Eggleston is a village in County Durham, in England. The population of the civil parish taken at the 2011 Census was 448. It is in the Teesdale, a few miles north-west of Barnard Castle.

==Etymology==
The second element of Eggleston is Old English tün, 'enclosure, estate, settlement'. The first element could be the Cumbric word *eglēs, represented today by Welsh eglwys 'church'. However, the first element could also be from the Old Norse personal name Egill or an Anglo-Saxon personal name like Ecgwulf or Ecgel, in which case the name means 'Ecgel's estate'.

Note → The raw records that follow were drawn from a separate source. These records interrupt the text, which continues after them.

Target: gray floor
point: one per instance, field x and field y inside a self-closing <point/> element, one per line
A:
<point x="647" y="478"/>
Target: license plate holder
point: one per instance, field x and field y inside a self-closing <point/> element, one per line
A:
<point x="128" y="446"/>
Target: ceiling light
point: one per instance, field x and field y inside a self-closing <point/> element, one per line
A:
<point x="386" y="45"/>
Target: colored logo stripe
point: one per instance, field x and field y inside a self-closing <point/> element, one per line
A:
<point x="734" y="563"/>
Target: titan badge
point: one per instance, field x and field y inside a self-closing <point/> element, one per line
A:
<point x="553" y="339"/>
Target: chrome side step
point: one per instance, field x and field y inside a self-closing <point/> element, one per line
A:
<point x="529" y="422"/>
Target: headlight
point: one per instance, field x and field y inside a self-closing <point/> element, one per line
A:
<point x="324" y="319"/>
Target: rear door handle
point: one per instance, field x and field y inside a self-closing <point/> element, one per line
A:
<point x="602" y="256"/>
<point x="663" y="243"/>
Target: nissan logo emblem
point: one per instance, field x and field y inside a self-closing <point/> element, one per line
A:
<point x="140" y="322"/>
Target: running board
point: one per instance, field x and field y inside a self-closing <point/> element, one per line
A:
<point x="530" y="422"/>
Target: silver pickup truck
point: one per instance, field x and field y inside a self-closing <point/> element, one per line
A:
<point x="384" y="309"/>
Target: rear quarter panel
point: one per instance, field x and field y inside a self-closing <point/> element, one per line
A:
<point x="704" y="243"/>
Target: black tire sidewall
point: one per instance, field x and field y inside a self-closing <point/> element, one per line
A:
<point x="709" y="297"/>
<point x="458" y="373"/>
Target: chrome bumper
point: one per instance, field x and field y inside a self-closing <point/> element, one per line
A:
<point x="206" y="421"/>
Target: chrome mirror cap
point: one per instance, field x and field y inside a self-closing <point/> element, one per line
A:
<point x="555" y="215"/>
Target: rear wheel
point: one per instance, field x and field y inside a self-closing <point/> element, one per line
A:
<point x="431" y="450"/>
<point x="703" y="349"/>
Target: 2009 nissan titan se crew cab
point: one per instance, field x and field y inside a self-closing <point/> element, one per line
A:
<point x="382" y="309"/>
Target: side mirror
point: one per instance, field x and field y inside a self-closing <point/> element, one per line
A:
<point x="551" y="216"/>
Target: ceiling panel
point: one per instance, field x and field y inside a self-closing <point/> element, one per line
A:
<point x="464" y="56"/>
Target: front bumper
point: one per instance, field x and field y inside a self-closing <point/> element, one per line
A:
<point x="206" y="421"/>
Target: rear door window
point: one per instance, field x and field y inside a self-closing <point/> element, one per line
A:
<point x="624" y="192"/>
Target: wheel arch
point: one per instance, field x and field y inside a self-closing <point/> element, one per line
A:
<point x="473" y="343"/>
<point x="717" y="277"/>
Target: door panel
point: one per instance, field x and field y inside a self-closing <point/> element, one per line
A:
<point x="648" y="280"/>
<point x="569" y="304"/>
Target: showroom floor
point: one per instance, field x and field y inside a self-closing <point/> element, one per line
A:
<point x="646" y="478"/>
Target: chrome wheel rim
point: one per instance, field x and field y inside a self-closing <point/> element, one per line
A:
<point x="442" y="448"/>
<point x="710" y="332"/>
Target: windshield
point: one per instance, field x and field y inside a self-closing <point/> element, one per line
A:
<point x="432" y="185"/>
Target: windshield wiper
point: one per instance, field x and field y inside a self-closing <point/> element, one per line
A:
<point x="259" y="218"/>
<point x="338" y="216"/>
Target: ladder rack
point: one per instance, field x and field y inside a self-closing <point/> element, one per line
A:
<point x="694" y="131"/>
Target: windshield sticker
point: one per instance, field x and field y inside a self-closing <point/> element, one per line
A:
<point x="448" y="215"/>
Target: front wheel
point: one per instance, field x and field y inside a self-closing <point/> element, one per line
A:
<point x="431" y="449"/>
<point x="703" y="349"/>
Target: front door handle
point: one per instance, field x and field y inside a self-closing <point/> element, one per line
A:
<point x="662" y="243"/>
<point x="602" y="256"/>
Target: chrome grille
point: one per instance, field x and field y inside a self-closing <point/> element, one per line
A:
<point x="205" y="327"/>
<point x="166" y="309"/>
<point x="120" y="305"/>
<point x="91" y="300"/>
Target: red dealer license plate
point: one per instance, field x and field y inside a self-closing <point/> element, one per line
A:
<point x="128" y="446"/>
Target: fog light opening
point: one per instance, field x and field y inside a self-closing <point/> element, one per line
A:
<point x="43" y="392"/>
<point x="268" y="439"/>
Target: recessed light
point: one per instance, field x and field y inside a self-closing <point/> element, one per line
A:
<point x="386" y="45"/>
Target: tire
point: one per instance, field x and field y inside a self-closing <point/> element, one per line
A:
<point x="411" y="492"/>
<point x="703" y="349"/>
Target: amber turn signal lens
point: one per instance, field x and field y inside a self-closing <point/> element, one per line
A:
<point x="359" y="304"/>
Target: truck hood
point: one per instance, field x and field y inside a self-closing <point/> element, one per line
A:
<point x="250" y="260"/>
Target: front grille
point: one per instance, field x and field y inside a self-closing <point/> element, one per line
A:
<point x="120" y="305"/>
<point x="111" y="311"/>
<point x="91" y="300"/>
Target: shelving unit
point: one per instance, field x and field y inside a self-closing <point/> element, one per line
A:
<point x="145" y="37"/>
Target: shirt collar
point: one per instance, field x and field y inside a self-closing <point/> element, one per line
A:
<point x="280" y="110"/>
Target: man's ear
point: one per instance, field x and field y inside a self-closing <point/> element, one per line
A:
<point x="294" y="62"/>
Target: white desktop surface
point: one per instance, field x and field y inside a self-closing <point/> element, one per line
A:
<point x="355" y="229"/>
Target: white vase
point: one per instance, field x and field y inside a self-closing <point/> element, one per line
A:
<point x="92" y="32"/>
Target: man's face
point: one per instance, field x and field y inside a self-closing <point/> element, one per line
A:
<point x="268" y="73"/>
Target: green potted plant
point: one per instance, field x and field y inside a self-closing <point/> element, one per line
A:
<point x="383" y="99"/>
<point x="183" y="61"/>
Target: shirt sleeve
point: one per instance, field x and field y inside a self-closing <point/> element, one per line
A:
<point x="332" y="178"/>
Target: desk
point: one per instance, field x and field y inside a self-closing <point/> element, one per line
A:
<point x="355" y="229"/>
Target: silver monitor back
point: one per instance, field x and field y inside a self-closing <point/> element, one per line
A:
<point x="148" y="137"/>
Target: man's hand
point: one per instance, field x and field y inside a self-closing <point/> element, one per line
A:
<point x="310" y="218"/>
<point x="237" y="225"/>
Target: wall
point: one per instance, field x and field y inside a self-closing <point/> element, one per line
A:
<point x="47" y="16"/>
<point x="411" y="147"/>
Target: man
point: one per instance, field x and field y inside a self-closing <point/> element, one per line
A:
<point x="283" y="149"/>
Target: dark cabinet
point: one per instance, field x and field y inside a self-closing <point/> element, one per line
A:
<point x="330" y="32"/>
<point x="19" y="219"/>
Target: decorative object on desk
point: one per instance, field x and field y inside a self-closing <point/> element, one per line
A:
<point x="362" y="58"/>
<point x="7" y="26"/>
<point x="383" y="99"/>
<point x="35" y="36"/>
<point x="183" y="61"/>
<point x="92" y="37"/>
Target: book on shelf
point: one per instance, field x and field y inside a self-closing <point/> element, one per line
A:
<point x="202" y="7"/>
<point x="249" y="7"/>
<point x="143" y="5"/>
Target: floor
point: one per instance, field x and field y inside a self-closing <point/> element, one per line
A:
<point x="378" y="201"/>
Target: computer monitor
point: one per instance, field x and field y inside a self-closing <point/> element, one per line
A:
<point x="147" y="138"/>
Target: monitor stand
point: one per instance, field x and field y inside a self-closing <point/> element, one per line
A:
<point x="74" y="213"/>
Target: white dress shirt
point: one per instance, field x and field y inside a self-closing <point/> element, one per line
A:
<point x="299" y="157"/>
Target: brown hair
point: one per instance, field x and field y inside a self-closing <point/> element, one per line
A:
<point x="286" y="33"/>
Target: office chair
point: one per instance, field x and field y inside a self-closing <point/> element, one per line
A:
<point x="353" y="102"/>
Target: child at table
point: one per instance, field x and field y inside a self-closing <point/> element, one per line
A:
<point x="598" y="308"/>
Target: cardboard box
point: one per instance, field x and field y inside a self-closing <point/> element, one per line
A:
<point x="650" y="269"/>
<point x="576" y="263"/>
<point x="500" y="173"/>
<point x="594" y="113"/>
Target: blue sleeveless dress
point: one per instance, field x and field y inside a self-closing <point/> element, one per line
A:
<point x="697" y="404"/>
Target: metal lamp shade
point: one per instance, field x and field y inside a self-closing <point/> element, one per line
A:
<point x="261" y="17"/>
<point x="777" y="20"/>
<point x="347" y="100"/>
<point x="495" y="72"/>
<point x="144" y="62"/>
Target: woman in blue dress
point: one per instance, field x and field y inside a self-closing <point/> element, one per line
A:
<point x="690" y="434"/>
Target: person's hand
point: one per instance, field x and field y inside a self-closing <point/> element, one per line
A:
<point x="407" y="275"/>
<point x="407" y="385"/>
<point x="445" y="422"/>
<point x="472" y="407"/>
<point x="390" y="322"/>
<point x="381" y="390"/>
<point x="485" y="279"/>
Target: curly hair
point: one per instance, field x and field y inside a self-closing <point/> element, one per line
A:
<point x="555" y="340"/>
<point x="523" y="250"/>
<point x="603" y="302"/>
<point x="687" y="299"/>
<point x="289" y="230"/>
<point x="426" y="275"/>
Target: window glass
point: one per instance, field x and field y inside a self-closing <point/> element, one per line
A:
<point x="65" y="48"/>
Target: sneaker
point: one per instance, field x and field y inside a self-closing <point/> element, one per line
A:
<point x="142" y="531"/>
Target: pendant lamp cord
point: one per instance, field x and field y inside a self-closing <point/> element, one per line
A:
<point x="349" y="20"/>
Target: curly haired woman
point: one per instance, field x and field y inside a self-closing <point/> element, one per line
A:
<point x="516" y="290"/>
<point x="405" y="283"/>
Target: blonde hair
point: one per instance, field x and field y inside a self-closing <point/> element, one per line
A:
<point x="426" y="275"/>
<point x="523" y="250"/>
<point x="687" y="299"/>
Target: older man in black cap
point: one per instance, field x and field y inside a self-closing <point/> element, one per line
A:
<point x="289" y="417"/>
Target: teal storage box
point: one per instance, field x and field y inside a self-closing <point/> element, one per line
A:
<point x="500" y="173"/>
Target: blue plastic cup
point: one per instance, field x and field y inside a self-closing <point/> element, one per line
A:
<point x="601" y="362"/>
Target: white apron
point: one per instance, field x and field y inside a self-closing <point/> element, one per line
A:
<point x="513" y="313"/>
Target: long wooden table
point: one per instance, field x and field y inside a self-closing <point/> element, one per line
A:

Local lore notes the presence of a large stone (near Eggleston Hall) with iron eyelets affixed. The story is that eagles to be used in falconry, while in training, were tied to the stone with long leads. According to local knowledge the stone long ago was known as the Eagle Stone which over the centuries evolved into current place name Eggleston.

==History==
The village is first mentioned in tax records of 1196. The remains of ridge and furrow from ploughing from the medieval period can still be seen. One of the oldest structures in the village is Eggleston Bridge, which crosses into the neighbouring village of Romaldkirk. The bridge dates to the 15th century but was mostly rebuilt in the 17th century. It originally featured a chapel at the south end. Many of the cottages date from the 18th century and were built by the Society of Friends, who owned lead mines in the area. Forty men were employed as miners until 1904 when the company closed the smelting mills.

Ripon Cathedral's marble font was made from Teesdale marble quarried at Eggleston and dates from the late 1400s.